Difference between revisions of "VorbisComment"
(→ENCODER: add some rationale for ENCODER (vs. vendor string))
(→Implementations: add link to oggz-comment)
|Line 242:||Line 242:|
* [http://sbooth.org/importers/ Spotlight importer]
* [http://sbooth.org/importers/ Spotlight importer]
Revision as of 00:00, 30 June 2009
VorbisComment is a base-level Metadata format initially created for use with Ogg Vorbis. It has since been adopted in the specifications of Ogg encapsulations for other Xiph.Org codecs including Theora, Speex and FLAC.
The use case for VorbisComment is given as:
... much like someone jotting a quick note on the bottom of a CDR. It should be a little information to remember the disc by and explain it to others; a short, to-the-point text note that need not only be a couple words, but isn't going to be more than a short paragraph.
VorbisComments are typically used to provide basic information like the title and copyright holder of a work. As such the scope is similar to that of ID3 tags used with MP3 files. VorbisComment is widely supported on portable Ogg Vorbis players as well as streaming, editing and playback software.
Although the syntax of VorbisComment is well-specified, various conventions exist for the field names in use. The goal for this page is to codify best practices and collect proposals for standardization of VorbisComment field names.
VorbisComments are typically encoded as the second packet in a codec stream. When VorbisComments are included in the first (ie. Theora) stream of an Ogg Theora file, they are assumed to cover all streams in the multiplexed group. 
VorbisComment is the simplest and most widely-supported mechanism for storing metadata with Xiph.Org codecs. For other existing and proposed mechanisms, see Metadata.
Recommended field names
The current VorbisComment recommendation contains a recommended set of field names for comments.
Proposed field names
Some proposals for extra field names:
Comments are intended to be free-form, but for the purposes of interoperability, it is helpful to define tag sets for particular applications, and provide some guidelines for machine parsing. Note that some field names have to be non-free-form to achieve machine parsing.
The binary FLAC picture structure is base64 encoded and placed within a vorbis comment with the tag name "METADATA_BLOCK_PICTURE". This is the preferred and recommended way of embedding cover art within vorbis comments.
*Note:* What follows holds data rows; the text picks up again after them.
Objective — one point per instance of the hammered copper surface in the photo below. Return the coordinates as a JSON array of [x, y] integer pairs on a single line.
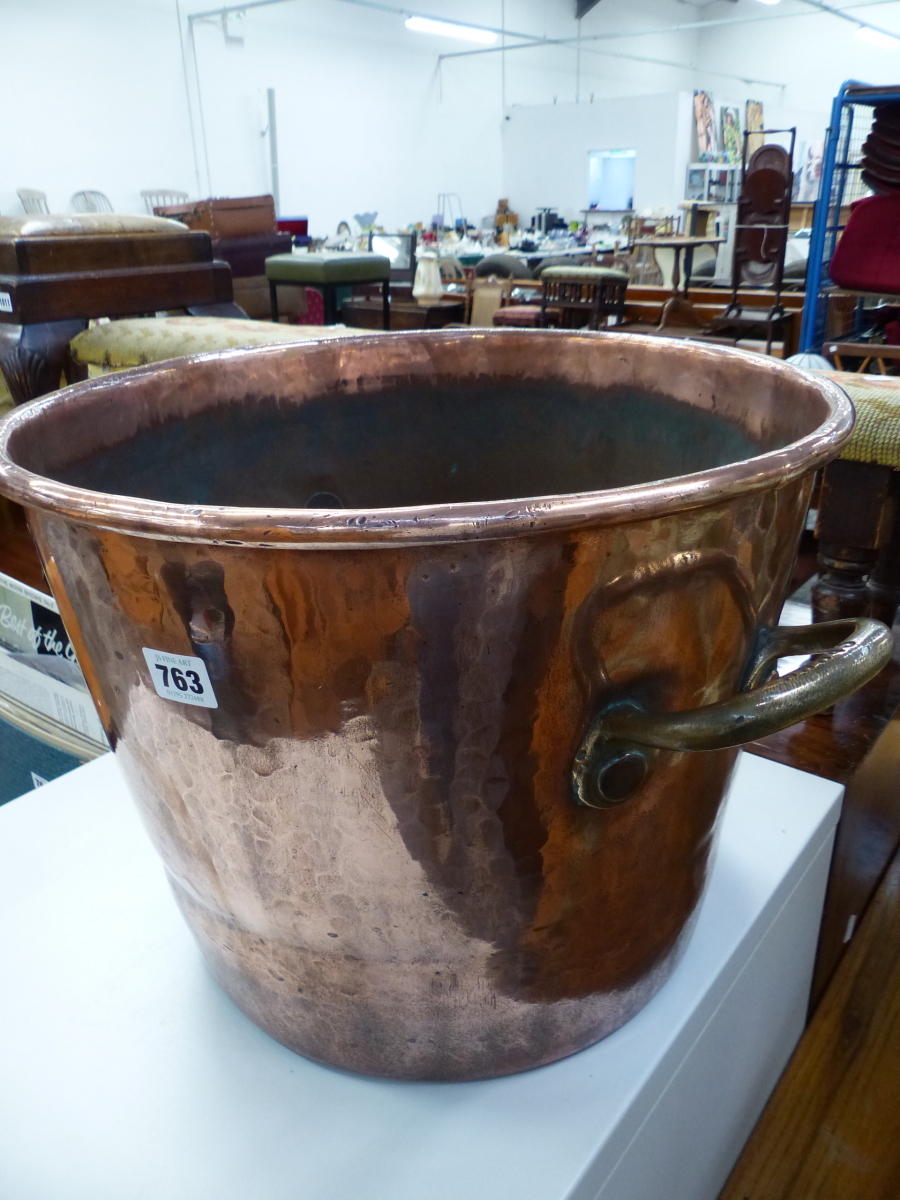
[[372, 837]]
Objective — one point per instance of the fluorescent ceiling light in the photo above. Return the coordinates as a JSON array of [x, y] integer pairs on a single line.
[[875, 37], [450, 29]]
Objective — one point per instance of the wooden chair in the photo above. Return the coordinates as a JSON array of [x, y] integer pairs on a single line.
[[91, 202], [33, 201]]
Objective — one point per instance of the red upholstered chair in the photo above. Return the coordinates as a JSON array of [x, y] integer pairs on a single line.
[[868, 255]]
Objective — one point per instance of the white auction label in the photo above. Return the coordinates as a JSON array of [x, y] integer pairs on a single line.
[[180, 677]]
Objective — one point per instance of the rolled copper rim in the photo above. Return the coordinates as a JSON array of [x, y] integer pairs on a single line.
[[313, 528]]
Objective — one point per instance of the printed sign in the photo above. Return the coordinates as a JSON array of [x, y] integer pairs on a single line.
[[180, 677]]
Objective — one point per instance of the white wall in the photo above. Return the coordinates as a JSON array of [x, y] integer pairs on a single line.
[[546, 150]]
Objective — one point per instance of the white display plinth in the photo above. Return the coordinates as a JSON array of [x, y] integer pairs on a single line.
[[127, 1074]]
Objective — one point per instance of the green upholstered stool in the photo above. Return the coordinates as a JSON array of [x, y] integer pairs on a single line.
[[600, 291], [859, 508], [119, 345], [328, 273]]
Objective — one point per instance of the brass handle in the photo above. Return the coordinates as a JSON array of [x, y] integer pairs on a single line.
[[617, 751]]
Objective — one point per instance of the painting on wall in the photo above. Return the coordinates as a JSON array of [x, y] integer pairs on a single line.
[[753, 124], [705, 119], [731, 141]]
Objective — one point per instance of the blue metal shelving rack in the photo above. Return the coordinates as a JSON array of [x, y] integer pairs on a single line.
[[852, 113]]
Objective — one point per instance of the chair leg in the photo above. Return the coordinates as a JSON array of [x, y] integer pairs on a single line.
[[33, 357], [885, 579], [853, 520]]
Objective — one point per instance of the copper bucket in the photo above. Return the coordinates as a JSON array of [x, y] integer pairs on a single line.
[[407, 646]]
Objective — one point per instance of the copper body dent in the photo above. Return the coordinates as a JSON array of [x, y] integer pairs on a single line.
[[373, 835]]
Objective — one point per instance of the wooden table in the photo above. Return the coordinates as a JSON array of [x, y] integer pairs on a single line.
[[678, 310], [868, 352], [405, 313]]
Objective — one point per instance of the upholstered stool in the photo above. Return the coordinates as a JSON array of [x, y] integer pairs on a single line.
[[133, 342], [598, 291], [859, 508], [526, 316], [329, 273], [58, 271]]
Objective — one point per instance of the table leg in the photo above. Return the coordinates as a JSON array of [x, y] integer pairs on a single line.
[[33, 357], [853, 525], [885, 580], [329, 297]]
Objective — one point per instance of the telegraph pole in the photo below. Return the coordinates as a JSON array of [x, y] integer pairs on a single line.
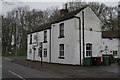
[[16, 35], [119, 27]]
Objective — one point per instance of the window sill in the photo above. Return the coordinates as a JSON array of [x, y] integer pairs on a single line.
[[61, 37], [61, 57]]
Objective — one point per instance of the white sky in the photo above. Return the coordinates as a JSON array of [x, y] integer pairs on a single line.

It has the following benefits:
- Easy to use for developers since the identical (or similar) structure is also used by FLAC and MP3.
- The cover art can either be linked or embedded within the stream.
- Common picture file formats are supported (jpg and png).
- A description may be included and the picture type (front cover, back cover...) and image mime type are provided.
- Base64 encoded data is invariant under UTF-8 and a valid UTF-8 string, so obeys the rules for comment data.
Implementations interpreting or writing picture blocks should note the following details:
- Failure to decode a picture block should not prevent playback of the file (failure to deal with the particularly large packet required by the comment header is a separate problem with the player implementation).
- Base64 encoding is used as in section 4 of RFC4648. We note that line feeds are not allowed and padding characters ('=') are required.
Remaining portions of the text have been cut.